Big Game Theater, at Chicago Actors Ensemble.
This stage version of Kurt Vonnegut’s 1959 novel The Sirens of Titan is the sort of tiresome, uneven show that makes you appreciate just how hard it is to translate a novel into a play.
Vonnegut’s original novel is not perfect by any means. His characters are shallow. His story wanders aimlessly, from earth to Mars to Mercury and back to earth, before landing with a thud on Titan, one of Saturn’s moons. But there’s something about Vonnegut’s witty, bitter narrative voice and his willingness to make fun of everyone, including himself, that keeps the book interesting long after we’ve lost interest in his protagonists–a trio of hapless Americans whose lives become entwined when one of them flies his rocket ship into a breach in the space-time continuum Vonnegut calls the chrono-synclastic infundibula.

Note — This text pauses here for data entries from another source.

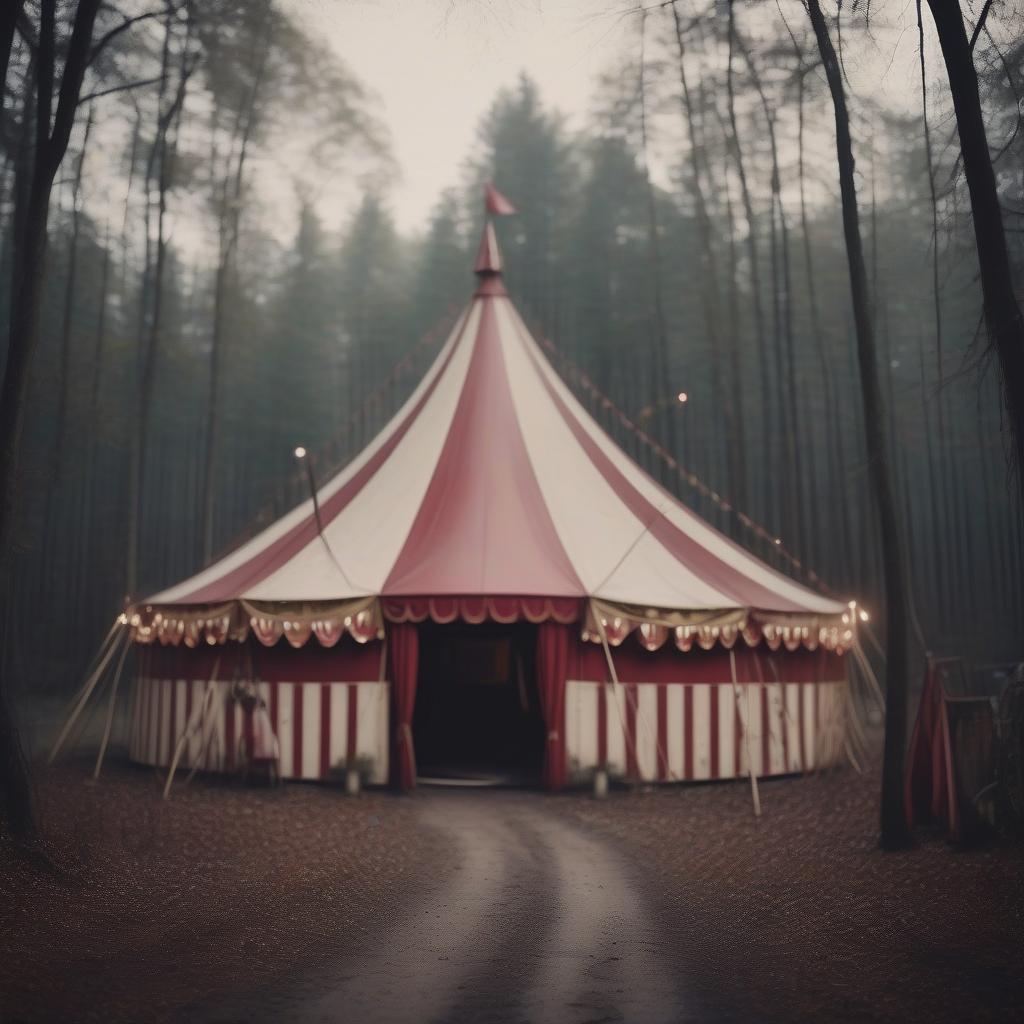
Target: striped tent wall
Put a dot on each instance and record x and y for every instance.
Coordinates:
(321, 726)
(692, 731)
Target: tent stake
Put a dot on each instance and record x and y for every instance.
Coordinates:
(755, 795)
(110, 712)
(83, 697)
(189, 727)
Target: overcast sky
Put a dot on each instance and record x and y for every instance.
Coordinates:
(436, 65)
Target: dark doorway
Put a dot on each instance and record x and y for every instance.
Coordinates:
(477, 712)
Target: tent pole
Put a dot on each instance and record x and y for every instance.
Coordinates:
(755, 795)
(615, 685)
(110, 711)
(199, 715)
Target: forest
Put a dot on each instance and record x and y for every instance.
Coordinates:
(205, 309)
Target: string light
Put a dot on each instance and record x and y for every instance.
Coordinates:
(691, 478)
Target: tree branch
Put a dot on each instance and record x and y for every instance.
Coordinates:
(122, 88)
(74, 73)
(117, 31)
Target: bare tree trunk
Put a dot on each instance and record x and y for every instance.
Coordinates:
(783, 316)
(230, 197)
(735, 434)
(894, 830)
(29, 263)
(1003, 315)
(660, 369)
(9, 13)
(752, 247)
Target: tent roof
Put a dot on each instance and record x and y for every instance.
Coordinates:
(492, 479)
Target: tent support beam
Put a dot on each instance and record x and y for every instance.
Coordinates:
(755, 795)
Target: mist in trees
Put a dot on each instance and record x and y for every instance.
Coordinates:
(205, 306)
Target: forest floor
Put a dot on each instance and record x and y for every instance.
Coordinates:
(160, 906)
(155, 904)
(799, 915)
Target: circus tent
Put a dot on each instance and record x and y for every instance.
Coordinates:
(655, 646)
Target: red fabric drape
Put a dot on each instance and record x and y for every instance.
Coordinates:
(553, 643)
(403, 658)
(929, 790)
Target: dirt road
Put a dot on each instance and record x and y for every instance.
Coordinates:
(540, 921)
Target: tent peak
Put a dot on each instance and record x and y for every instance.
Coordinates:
(488, 256)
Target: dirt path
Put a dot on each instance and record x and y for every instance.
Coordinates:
(539, 922)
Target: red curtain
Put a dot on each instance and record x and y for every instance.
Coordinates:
(929, 785)
(403, 657)
(553, 644)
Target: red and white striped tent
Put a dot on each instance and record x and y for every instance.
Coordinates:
(664, 650)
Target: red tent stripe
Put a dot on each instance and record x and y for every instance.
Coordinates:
(279, 552)
(693, 555)
(483, 525)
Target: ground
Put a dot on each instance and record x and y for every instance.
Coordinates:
(226, 903)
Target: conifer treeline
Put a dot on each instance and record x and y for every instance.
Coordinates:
(686, 239)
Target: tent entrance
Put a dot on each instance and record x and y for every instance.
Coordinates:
(477, 711)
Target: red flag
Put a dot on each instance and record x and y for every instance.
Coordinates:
(495, 203)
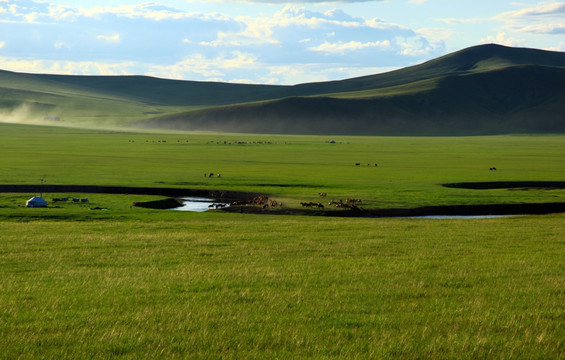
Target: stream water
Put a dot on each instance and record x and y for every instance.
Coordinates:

Unfortunately, David Cromer, who adapted and directed this Big Game Theater production, sacrifices all but a few shreds of Vonnegut’s fine narration, instead focusing on the novel’s weakest elements: character and plot. The result is predictable: 45 minutes into this noisy, clumsily acted, sloppily directed, two-and-a-half-hour epic, we find ourselves glancing at our watches and thinking about what we’re going to do after the show.